Missed Connection

A missed connection is a type of personal advertisement which arises after two people meet but are too shy or otherwise unable to exchange contact details. The ‘Missed Connections’ section of Craigslist gets thousands of ads of this type every month for cities such as New York and San Francisco.

The feature was started by Jim Buckmaster, Craigslist’s CEO, after he noticed a common type of posting in their personal ads, which he characterised as ‘you-smiled-at-me-on-the-subway-platform.’ He sees the format as addressing a common human need and being ideal for romantic comedy, ‘Missed Connections give people that second chance … They represent persistence in the face of long odds, which definitely adds to their artistic appeal.’

Other major cities have similar columns in Craigslist and their own local media.
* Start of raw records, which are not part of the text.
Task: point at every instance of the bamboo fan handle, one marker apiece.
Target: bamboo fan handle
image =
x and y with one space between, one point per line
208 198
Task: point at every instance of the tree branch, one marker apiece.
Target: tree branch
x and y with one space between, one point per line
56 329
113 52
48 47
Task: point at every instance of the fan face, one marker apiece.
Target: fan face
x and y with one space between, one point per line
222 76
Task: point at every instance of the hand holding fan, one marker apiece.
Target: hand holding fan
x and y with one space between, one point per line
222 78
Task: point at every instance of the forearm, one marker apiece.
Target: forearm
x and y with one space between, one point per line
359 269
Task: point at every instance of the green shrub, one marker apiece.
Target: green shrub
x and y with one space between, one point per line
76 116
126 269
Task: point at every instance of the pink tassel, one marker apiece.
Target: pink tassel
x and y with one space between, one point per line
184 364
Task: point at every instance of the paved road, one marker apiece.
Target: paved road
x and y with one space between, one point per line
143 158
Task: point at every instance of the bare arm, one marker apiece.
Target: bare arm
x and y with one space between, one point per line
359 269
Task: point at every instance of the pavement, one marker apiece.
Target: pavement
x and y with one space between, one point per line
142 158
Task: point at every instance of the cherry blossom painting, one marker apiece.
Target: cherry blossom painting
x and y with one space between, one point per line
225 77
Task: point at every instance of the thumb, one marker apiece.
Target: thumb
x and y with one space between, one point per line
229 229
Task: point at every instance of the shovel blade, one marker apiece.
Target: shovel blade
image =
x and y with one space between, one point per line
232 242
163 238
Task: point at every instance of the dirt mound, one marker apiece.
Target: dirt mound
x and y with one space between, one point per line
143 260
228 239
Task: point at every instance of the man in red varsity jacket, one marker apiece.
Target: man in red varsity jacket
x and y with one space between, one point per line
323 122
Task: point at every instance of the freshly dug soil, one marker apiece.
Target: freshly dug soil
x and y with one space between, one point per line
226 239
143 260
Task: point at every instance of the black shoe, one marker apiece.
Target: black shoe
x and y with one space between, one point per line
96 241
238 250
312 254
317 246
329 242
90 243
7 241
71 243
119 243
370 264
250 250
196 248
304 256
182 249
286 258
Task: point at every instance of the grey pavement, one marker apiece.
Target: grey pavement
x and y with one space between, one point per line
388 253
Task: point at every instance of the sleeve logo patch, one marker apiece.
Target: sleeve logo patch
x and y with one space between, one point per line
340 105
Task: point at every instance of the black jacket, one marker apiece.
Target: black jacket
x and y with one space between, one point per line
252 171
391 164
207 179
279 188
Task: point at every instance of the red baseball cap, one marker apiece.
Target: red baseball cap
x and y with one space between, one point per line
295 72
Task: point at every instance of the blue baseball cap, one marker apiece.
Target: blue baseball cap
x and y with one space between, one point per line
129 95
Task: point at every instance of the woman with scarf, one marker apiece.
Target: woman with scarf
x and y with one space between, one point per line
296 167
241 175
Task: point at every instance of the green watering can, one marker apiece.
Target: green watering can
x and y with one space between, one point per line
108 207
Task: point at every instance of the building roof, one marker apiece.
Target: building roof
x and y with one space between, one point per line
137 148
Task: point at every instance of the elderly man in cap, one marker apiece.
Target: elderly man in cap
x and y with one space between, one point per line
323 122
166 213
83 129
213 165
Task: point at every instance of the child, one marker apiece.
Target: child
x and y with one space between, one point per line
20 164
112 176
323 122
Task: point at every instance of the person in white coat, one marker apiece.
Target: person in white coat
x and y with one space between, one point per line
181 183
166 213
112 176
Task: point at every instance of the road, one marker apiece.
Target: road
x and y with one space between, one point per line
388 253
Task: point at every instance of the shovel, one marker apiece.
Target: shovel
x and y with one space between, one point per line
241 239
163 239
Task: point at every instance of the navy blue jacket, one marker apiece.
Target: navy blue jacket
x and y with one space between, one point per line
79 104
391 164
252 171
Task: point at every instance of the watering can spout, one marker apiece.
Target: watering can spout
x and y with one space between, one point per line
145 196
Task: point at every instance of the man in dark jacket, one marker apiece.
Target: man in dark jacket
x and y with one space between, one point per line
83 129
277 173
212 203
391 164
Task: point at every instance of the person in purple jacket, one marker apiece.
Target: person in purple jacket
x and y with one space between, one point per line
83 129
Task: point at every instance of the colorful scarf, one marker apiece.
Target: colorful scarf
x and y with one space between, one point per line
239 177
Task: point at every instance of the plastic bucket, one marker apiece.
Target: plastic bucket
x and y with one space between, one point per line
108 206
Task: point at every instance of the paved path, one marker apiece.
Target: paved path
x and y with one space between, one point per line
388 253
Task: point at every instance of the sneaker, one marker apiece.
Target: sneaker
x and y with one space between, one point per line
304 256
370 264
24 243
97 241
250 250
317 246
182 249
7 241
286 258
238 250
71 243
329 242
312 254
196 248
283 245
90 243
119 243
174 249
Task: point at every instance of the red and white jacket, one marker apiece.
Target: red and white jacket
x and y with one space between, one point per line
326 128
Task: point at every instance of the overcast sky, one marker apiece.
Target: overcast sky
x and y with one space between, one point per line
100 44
For example, London’s ‘Metro’ newspaper has a ‘Rush-hour Crush’ column for commuters who exchange glances but nothing more. Many connections are reestablished and couples have become married in this way, such as ‘tall rugby player’ and ‘beautiful lady in the red dress with long brown curly hair.’ In the Pacific NW, the most common location was on the bus. In the Pacific SW, it was the gym. In the North East, it was the subway and train. In the Midwest, it was the supermarket. In Texas and the Gulf, it was Walmart.

The online format for this on Craigslist scrolls so that postings disappear after 45 days. This gives a second possibility of a poignant loss as the posting might not be seen in time to reunite the couple. Mobile phone apps such as Grindr have been created which facilitate hook-ups between strangers immediately. (However, these require location data which may be a security concern.)

The topic has been used as a theme by artists and authors. The New York Transit Museum held a special exhibition of such work on Valentine’s Day of 2011. Sophie Blackall’s ‘Missed Connections: Love, Lost and Found’ was featured. One of her favorites was: ‘We Shared a Bear Suit at an Apartment Party’ — ‘I thought that was brilliant. How could you share a bear suit with somebody and not exchange any details? It seemed like such an intimate thing to do.’